- Born: October 27, 1959 (age 66) Cambridge, Massachusetts, United States
- Education: Yale University (BS) Harvard University (PhD)
- Awards: Trumpler Award (1990) Bruno Rossi Prize (2009)
- Scientific career
- Fields: Astronomy, Physics & Higher Education
- Workplaces: Harvard University Yale University Yale-NUS College

= Charles Bailyn =

American scientist

Charles David Bailyn (born October 27, 1959) is the A. Bartlett Giamatti Professor of Astronomy and Physics at Yale University and inaugural dean of faculty at Yale-NUS College.

== Education ==
He earned a B.S. in astronomy and physics from Yale in 1981 and a Ph.D. in astronomy from Harvard in 1987. His Ph.D. thesis on X-ray emitting binary stars received the Robert J. Trumpler Award for best North American Ph.D. thesis in astronomy.

== Career ==

=== Early career ===
After earning his PhD in 1987, Bailyn was selected as a Fellow with the Harvard Society of Fellows and served there until becoming an assistant professor with Yale University in 1990. Bailyn was promoted to associate professor in 1996 and made a full professor in 1998.

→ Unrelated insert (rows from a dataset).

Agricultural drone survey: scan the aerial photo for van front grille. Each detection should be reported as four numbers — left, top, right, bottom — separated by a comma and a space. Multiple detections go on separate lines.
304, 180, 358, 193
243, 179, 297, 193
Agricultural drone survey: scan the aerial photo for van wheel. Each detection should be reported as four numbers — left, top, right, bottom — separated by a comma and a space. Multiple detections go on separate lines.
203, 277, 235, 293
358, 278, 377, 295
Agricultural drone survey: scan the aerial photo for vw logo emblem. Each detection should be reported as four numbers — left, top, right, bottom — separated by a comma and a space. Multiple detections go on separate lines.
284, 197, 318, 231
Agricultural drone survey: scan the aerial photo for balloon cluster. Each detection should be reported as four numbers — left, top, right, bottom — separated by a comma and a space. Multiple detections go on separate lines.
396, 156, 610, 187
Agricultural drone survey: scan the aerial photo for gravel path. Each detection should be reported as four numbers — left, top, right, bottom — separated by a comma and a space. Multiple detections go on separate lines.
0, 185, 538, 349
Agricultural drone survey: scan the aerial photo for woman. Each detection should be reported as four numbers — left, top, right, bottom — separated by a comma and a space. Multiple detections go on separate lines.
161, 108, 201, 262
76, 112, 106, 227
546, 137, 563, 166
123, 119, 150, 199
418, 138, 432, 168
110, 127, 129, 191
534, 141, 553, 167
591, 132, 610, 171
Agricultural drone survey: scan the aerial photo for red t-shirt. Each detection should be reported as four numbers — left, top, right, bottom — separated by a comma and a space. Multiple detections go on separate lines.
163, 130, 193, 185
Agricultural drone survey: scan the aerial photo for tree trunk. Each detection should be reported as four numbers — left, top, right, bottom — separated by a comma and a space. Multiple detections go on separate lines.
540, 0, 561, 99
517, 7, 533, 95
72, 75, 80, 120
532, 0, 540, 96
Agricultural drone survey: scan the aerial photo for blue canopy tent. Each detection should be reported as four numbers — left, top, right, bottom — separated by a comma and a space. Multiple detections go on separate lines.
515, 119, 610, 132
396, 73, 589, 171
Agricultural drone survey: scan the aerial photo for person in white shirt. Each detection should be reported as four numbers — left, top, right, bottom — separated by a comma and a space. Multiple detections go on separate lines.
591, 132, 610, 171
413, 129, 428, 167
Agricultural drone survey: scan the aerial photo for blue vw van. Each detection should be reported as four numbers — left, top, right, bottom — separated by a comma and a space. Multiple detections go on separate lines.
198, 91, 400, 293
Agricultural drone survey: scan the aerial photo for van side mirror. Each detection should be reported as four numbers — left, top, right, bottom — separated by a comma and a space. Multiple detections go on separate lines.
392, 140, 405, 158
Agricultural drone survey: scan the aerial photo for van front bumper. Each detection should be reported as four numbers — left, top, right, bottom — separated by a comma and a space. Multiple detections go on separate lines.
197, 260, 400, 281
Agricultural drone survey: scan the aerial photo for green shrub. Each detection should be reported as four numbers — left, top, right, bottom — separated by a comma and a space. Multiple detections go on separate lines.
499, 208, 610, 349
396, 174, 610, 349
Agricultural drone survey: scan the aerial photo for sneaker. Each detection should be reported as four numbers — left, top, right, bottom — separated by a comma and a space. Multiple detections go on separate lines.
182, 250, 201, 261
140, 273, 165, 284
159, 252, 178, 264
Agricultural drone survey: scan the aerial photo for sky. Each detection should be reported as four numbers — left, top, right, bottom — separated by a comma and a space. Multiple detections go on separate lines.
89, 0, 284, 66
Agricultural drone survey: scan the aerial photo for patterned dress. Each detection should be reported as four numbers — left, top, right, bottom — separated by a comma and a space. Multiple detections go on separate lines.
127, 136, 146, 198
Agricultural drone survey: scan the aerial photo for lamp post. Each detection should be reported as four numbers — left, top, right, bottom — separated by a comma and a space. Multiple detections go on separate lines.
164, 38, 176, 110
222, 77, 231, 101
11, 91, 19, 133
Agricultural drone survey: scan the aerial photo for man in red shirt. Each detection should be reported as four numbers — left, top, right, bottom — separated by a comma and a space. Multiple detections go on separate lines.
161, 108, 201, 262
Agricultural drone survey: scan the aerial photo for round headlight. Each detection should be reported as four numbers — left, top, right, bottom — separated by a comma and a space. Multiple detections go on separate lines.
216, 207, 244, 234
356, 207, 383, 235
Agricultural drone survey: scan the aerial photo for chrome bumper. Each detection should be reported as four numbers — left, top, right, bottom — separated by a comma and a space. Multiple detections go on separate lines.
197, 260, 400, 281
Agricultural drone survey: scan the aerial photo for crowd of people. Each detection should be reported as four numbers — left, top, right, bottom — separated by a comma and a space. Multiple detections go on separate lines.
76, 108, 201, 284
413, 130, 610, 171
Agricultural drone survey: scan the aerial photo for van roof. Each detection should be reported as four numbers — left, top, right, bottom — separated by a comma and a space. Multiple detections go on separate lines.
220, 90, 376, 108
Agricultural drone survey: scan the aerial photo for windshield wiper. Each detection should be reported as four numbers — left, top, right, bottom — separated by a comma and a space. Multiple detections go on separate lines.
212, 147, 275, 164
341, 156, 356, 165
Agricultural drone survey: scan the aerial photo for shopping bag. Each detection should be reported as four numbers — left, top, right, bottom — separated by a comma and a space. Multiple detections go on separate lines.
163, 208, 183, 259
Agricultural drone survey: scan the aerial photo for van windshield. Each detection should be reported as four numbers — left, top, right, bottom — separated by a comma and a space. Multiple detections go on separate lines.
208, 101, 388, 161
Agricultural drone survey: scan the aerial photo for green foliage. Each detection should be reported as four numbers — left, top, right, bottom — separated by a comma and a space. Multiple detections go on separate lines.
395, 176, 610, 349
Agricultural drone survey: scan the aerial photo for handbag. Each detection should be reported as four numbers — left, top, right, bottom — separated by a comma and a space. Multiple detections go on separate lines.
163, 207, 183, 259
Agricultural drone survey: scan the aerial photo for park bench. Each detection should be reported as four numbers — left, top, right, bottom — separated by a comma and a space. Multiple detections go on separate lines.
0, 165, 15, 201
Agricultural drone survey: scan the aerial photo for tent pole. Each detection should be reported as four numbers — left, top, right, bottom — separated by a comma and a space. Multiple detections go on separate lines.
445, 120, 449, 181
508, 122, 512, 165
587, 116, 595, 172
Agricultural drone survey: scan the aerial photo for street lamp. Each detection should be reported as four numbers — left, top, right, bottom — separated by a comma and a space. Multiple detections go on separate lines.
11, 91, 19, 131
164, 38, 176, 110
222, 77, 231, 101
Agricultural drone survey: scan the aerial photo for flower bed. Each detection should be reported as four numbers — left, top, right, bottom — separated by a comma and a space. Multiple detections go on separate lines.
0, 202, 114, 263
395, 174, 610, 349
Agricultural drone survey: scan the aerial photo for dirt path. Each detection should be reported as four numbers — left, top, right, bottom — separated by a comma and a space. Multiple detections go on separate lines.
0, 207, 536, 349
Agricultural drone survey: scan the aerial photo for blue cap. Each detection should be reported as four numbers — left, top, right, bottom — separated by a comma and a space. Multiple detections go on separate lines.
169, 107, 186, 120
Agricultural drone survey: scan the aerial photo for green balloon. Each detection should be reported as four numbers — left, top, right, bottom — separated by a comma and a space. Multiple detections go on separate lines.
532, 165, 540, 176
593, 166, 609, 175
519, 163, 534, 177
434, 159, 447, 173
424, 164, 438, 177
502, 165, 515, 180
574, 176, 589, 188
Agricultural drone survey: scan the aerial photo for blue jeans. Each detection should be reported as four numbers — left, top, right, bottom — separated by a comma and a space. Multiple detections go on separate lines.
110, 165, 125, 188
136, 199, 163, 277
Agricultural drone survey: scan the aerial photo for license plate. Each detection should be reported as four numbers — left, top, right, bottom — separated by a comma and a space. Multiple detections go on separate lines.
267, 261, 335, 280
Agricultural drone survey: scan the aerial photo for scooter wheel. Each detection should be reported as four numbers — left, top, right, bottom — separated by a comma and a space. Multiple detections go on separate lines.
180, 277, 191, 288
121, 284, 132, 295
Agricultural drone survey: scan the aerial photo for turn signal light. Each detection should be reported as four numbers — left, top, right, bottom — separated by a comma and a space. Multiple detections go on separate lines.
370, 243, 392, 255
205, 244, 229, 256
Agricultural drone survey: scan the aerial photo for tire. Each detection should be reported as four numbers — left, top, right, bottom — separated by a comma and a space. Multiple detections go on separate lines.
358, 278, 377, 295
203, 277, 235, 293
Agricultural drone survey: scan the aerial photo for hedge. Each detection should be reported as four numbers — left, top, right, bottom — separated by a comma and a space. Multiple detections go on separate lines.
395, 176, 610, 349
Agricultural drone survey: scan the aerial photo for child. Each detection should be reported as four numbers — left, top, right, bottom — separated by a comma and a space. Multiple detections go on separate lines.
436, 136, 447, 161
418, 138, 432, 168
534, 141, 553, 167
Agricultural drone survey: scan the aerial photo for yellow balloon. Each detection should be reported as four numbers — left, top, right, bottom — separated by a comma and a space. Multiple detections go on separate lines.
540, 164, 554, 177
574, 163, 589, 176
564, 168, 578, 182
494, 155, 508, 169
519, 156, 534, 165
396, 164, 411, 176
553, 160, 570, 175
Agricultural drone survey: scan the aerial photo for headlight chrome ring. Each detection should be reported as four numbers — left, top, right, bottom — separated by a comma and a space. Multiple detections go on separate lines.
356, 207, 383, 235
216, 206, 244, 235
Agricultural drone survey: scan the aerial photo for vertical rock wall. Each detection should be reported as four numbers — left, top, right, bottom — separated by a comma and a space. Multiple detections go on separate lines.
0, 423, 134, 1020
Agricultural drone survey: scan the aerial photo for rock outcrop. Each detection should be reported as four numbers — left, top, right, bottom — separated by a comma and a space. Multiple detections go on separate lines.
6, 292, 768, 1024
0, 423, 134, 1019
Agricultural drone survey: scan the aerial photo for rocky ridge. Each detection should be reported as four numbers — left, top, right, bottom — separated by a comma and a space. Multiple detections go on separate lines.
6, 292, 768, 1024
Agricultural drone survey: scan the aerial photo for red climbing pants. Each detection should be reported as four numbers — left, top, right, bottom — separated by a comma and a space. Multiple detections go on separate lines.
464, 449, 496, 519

Bailyn's research interests include high-energy astronomy and galactic astronomy and he has published over 100 referred papers.

During spring 2007, Bailyn recorded ASTR 160, Frontiers and Controversies in Astrophysics, as part of the Open Yale Courses initiative. Bailyn also recorded three updates to the course more than five years later on the subjects of extra-solar planets, black holes, and dark energy.

On July 6, 2016, Yale announced that Bailyn would become the first head of the new Benjamin Franklin College, which opened in 2017.

== Recognition ==
Bailyn was awarded the 2009 Bruno Rossi Prize for his research on the masses of black holes.

== Family ==
His father was historian Bernard Bailyn, and his mother is social psychologist Lotte Bailyn.